The Tax Institute has called on the Federal Government to recommit to the fundamentally important area of trust tax reform after months of eerie silence and further delays.

According to Robert Jeremenko, Senior Tax Counsel at The Tax Institute, ongoing uncertainty around trust taxation is one of the top reform issues for tax professionals in Australia and the delay in implementing reforms is unacceptable.

"According to their own timeline, the Government had committed to release its policy design paper by May this year.

"Instead the process is already behind schedule creating greater uncertainty over a complex, cumbersome and critically out-of-date area of the tax system.

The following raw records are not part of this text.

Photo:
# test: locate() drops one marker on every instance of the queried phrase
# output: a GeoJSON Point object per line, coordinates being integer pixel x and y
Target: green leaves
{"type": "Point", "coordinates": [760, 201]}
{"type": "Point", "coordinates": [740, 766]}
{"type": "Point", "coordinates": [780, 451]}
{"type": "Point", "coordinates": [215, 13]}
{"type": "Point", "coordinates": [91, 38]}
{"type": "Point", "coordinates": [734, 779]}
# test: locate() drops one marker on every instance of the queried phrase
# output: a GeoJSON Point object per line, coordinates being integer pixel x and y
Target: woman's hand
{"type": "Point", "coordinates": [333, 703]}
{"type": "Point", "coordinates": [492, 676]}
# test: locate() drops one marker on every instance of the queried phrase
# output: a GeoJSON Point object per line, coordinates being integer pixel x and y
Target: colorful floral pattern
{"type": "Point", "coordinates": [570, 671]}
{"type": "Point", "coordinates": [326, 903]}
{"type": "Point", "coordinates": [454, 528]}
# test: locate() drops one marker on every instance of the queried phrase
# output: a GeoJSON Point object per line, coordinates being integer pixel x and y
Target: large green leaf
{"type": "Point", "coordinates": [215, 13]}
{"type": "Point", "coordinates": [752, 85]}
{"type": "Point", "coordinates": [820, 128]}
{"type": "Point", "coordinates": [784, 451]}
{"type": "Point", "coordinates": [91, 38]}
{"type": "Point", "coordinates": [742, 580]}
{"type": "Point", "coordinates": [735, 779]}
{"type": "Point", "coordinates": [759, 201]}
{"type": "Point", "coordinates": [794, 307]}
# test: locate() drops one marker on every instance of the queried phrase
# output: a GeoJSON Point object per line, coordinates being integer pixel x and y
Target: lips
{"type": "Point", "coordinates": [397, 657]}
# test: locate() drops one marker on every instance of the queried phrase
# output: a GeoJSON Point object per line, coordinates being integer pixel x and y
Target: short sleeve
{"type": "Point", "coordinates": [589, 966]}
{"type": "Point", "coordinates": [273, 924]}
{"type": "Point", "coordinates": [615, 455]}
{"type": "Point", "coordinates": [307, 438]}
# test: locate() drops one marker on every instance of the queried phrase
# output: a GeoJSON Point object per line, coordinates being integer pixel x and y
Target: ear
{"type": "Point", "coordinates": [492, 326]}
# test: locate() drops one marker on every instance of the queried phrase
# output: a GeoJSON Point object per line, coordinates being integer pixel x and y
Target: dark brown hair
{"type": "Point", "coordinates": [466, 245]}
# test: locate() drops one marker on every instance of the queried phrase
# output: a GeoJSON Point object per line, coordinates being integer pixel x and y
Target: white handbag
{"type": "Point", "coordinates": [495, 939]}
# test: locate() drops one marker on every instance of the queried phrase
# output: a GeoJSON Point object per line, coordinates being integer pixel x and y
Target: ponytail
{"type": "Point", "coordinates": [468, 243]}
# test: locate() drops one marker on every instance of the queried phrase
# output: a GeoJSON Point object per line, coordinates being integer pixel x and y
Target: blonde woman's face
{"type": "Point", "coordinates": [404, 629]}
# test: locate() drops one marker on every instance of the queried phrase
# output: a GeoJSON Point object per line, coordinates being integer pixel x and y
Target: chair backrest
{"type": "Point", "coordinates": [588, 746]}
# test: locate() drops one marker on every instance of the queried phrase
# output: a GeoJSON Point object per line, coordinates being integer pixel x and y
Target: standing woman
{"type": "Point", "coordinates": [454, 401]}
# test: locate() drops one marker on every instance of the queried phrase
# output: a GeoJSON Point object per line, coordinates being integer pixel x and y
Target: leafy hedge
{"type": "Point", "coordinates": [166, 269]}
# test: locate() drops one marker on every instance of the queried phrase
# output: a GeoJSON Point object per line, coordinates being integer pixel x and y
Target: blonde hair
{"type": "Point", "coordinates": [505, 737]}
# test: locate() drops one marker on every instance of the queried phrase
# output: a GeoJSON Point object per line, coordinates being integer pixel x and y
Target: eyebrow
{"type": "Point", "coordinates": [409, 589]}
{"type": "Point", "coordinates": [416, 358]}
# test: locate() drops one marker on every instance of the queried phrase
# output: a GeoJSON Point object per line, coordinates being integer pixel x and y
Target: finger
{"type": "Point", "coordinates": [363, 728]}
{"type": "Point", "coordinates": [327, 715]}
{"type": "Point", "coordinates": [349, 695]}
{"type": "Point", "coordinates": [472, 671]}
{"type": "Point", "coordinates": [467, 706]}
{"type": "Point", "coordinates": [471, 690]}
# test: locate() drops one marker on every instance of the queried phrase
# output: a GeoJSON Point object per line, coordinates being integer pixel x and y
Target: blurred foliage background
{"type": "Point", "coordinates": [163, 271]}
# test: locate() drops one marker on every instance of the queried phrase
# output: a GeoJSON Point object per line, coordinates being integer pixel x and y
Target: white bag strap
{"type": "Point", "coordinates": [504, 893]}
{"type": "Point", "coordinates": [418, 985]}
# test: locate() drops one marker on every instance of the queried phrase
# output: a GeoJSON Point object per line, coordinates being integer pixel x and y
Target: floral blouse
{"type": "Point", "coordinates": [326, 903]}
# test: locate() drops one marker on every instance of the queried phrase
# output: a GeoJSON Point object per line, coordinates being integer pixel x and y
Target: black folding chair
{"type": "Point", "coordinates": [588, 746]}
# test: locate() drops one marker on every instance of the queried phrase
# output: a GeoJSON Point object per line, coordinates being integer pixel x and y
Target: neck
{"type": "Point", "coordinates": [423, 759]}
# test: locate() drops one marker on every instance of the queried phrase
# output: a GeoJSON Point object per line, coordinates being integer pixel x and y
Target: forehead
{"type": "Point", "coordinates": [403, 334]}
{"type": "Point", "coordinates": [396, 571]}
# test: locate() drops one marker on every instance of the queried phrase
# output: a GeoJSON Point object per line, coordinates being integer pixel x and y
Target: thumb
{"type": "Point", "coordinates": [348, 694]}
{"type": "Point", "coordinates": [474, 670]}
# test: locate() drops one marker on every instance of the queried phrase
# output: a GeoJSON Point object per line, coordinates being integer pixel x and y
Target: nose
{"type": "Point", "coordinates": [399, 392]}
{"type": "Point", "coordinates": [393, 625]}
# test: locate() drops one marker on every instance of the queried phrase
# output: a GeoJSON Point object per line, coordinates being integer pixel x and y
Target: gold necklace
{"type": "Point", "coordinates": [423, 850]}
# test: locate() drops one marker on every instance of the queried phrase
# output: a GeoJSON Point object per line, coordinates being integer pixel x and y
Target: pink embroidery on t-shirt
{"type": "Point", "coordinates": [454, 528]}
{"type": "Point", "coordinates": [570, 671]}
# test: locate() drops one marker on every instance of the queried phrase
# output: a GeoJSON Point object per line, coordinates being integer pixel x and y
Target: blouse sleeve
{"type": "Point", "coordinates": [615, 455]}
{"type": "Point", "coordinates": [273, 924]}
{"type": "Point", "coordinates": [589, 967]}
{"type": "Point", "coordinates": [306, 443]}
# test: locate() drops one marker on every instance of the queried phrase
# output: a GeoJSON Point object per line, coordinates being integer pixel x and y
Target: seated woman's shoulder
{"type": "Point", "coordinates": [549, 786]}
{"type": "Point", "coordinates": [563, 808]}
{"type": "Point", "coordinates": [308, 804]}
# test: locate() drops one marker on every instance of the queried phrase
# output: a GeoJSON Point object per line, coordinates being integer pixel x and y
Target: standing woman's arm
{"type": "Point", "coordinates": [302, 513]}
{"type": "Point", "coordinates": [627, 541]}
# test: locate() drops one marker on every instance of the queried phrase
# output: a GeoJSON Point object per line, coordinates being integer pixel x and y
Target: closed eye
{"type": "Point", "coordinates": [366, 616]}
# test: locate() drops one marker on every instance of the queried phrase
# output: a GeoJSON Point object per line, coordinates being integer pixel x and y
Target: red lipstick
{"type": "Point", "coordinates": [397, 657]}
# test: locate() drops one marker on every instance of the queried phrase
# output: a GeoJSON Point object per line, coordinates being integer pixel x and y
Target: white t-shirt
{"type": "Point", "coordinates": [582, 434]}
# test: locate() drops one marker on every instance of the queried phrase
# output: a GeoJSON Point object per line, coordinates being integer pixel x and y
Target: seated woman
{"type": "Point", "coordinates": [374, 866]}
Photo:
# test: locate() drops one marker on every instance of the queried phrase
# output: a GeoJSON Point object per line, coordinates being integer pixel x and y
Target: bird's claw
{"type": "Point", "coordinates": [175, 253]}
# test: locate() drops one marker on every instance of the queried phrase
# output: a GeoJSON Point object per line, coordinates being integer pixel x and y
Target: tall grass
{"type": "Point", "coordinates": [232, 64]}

"Since the release of the initial Consultation Paper in November 2011, the reform has largely stalled to the detriment of a significant number of taxpayers dealing with ongoing complexity and uncertainty."

"In light of Treasury’s resource-constraints, it is disappointing to see the lack of focus on a reform that will assist taxpayers by reducing their compliance burden."

"The Tax Institute calls on the Federal Government to end the radio silence and show renewed commitment to this reform project by immediately releasing a revised timeline, thereby providing greater certainty to Australian tax professionals and bringing this critical area of taxation into the 21st Century," he said.

The findings in the recent Greenhatch case serve to again remind us of the overly-complex nature of the taxation on trusts.

"Such recent Court decisions have highlighted the ongoing compliance difficulties faced by the 600,000 trusts in Australia, many of which are used by charities, individuals and small to medium businesses. These compliance difficulties often have far-reaching and adverse implications for many Australians, clearly illustrating the urgent need for reform in this area."

The Tax Institute is Australia’s leading professional association in tax. Its 13,000 members include tax agents, accountants and lawyers as well as tax practitioners in corporations, government and academia.